Proposal: Create a Crossplane-specific Vale configuration #1029

@jeanduplessis

Description

@jeanduplessis

Summary

The current Vale setup generates ~23,000 lines of output with ~11,000+ rule violations across the documentation. The vast majority of these are low-value suggestions that are routinely ignored, undermining the effectiveness of the linter. This proposal recommends a configuration that catches real issues while eliminating noise.

Current State Analysis

Problem Summary

Issue Impact
3,695 E-Prime violations write-good.E-Prime flags every use of "is", "are", "was" — impractical for any documentation
2,690 duplicate acronym warnings Google.Acronyms + Microsoft.Acronyms both fire for the same acronyms
942 "complex words" suggestions Flags "provide" → "give", "determine" → "decide" — often wrong for technical context
582 heading capitalization issues Microsoft sentence-case rule conflicts with Crossplane's title-case headings
563 vocabulary suggestions "Verify 'allow' with the A-Z word list" — not actionable
7 overlapping style packages alex, Google, Microsoft, proselint, write-good, gitlab, Crossplane — creates duplicate/conflicting rules

Root Causes

  1. Too many style packages: Using 7 packages creates massive overlap and conflicting rules
  2. No severity differentiation: Warnings treated the same as errors, leading to "alert fatigue"
  3. Rules not tuned for technical docs: E-Prime (avoiding "to be") is for creative writing, not technical documentation
  4. Missing Crossplane-specific acronym exceptions: CNCF, AWS, GCP, CRD, XRD not in acronym exception lists
  5. Outdated style packages: Packages are vendored and not updated via vale sync
  6. CI fails on ANY output: Even suggestions block PRs, so authors add <!-- vale off --> everywhere

Proposed Solution

1. Simplify Style Package Selection

Current: alex, Google, Microsoft, proselint, write-good, gitlab, Crossplane (7 packages)

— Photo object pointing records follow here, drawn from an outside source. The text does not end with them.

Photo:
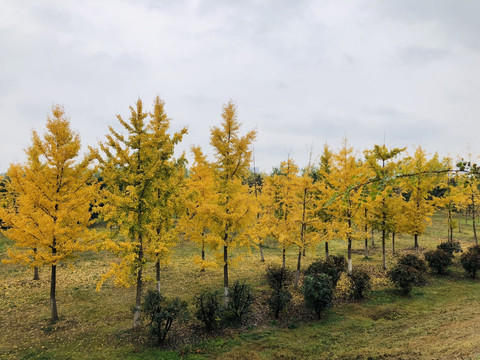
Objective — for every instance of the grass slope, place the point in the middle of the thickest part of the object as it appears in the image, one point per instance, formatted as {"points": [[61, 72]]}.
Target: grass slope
{"points": [[439, 321]]}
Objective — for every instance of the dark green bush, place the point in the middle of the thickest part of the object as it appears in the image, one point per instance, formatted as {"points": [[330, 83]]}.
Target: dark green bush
{"points": [[414, 262], [404, 277], [450, 247], [209, 309], [318, 292], [471, 261], [239, 301], [439, 260], [359, 284], [279, 279], [161, 313], [333, 267]]}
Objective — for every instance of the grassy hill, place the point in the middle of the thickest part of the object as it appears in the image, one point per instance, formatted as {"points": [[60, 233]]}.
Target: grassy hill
{"points": [[439, 321]]}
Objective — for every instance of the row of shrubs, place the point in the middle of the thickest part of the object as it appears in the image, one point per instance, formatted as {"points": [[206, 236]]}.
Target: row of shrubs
{"points": [[320, 280], [411, 270], [319, 283]]}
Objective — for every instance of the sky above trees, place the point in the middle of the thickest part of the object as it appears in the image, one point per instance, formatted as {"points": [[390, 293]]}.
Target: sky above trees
{"points": [[301, 72]]}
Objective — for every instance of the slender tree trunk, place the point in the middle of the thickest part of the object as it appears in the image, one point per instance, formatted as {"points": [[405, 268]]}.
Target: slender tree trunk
{"points": [[35, 273], [393, 243], [384, 257], [416, 244], [53, 288], [225, 275], [157, 270], [473, 221], [297, 274], [350, 267], [138, 296], [35, 268]]}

Proposed: Google, Crossplane (2 packages + selective rules from others)

Rationale:

  • Google Developer Documentation Style Guide is the most appropriate for technical docs
  • Consolidating to one primary style eliminates rule conflicts
  • Custom Crossplane rules handle project-specific needs
  • Cherry-pick individual valuable rules from other packages rather than importing everything

2. Implement Tiered Severity Levels

Following GitLab's best practice:

Level Purpose CI Behavior Examples
Error Branding, broken content, serious issues Fails PR Spelling errors, deprecated terms, broken shortcodes
Warning Style guide violations worth fixing Displays, doesn't fail Passive voice, sentence length, contractions
Suggestion Nice-to-have improvements Local editor only, ignored in CI Word choice preferences

CI Change: Only fail on errors, display warnings for awareness.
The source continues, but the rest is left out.